As the Asia-Pacific region pursues economic development to catch up with the rich West, policymakers are mostly overlooking one crucial detail—climate change—that could spell disaster moving forward.
At the main plenary session of the World Economic Forum (WEF) on East Asia’s second day, delegates noted the seeming disconnect between discussions on economic growth and the region’s ability to cope with changing global climate conditions.
“What we’re desperate to do is to bring the conversation out of the ministries of environment alone and put it on the table of the ministry of finance, planning, development and beyond,” World Bank vice president and climate change special envoy Rachel Kyte said yesterday.
In most countries, particularly developed nations, ways to address climate change were being discussed by minor agencies that focus on reducing pollution, Kyte said. These discussions, she said, carried less weight in the budgeting process that dictated most governments’ economic agendas.
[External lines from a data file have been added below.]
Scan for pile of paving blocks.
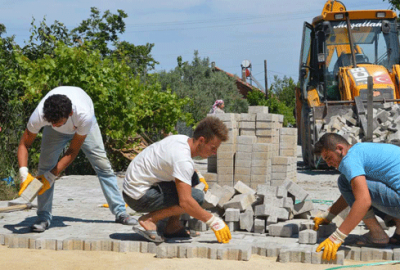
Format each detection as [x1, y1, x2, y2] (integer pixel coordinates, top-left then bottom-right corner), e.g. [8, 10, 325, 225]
[317, 103, 400, 144]
[204, 106, 298, 189]
[187, 179, 320, 237]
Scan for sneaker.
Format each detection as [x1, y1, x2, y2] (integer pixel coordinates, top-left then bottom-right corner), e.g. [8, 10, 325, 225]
[31, 220, 50, 233]
[116, 213, 138, 226]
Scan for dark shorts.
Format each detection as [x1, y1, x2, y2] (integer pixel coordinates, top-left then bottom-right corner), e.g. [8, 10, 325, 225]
[123, 174, 204, 213]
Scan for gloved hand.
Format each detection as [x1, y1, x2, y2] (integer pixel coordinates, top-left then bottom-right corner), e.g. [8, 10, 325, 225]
[316, 228, 347, 261]
[37, 171, 57, 195]
[206, 214, 231, 243]
[18, 167, 36, 196]
[197, 171, 208, 192]
[313, 211, 336, 231]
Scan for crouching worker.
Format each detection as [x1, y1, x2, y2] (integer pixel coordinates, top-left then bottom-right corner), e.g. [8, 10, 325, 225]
[18, 86, 138, 232]
[313, 133, 400, 261]
[123, 116, 231, 243]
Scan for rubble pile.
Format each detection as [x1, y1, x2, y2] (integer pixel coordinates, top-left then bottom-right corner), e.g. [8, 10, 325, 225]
[317, 103, 400, 144]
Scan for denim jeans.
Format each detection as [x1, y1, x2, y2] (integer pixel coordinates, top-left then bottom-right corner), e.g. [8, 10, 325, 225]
[338, 174, 400, 220]
[36, 123, 127, 223]
[123, 179, 205, 213]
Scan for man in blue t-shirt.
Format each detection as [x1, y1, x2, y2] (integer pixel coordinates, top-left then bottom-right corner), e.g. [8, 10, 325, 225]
[311, 133, 400, 261]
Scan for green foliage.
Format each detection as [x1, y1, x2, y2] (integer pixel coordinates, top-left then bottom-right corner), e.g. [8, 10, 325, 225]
[0, 181, 19, 201]
[71, 7, 127, 56]
[114, 41, 158, 76]
[71, 7, 158, 76]
[158, 51, 248, 124]
[0, 8, 192, 176]
[246, 75, 296, 127]
[385, 0, 400, 11]
[270, 75, 296, 109]
[23, 17, 71, 61]
[15, 41, 192, 147]
[0, 25, 41, 179]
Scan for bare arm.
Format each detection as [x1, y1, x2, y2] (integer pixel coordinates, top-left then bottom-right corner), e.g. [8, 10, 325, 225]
[338, 175, 371, 235]
[50, 133, 87, 176]
[175, 178, 212, 222]
[17, 129, 37, 168]
[328, 195, 348, 216]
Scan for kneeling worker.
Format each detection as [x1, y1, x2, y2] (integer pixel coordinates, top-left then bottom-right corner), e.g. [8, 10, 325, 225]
[313, 133, 400, 261]
[123, 116, 231, 243]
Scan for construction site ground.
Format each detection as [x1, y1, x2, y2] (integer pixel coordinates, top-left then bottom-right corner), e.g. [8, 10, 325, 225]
[0, 146, 399, 270]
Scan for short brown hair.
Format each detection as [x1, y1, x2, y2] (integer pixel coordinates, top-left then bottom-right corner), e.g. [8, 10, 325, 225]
[314, 133, 350, 155]
[193, 116, 228, 142]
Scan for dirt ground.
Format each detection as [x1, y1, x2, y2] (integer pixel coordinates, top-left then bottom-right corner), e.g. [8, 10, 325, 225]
[1, 245, 399, 270]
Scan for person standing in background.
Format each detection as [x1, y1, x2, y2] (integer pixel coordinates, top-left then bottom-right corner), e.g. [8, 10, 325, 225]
[209, 100, 225, 114]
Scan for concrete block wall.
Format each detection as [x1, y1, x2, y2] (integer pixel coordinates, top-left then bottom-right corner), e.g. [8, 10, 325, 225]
[235, 136, 256, 186]
[207, 106, 297, 188]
The effects of climate change would play a key role in Asia Pacific’s economic fate because most cities such as Manila—this year’s WEF East Asia host—were poorly planned and located in coastal areas that were vulnerable to storms.
Atutoshi Nishida, chair of global industrial and technology company Toshiba Corp., shared Kyte’s sentiment. Nishida said in his native Japan, in the wake of the Fukushima disaster, the issue of nuclear power was not being discussed with “cool heads.”
He said nuclear power’s ability to provide clean and reliable energy was undeniable. “But critics say we should replace nuclear with coal, but they aren’t considering the issue of emissions,” he said.
Kyte said the projected 3- to 4-degree increase in the world’s temperature by 2030 would result in a “new normal,” where storms like Supertyphoon “Yolanda” would be a regular occurrence. “Yolanda” (international name: Haiyan), which left more than 6,000 people dead in Visayas, is considered the strongest typhoon to ever make landfall in recorded history.
The Philippine government expects to spend over P100 billion up to 2017 for reconstruction efforts in areas affected by Yolanda. Kyte said the Philippines was one of the few countries in the world where climate change was a major consideration in economic planning, citing the administration’s plan to “build back better” in Visayas.
According to Takehiko Nakao, president of Manila-based multilateral lender Asian Development Bank (ADB), governments should impose taxes that penalize companies with big carbon footprints. Cities should also be planned better, focusing on mass transport systems to move people around more efficiently.
South Korea’s Hanwha Group said subsidies on “dirty-power” generation industries such as oil and coal should also be stopped. Hanwha Group managing director Kim Dong Kwan said resources should instead be diverted to supporting renewable energy sources such as solar, geothermal, wind and hydroelectric power.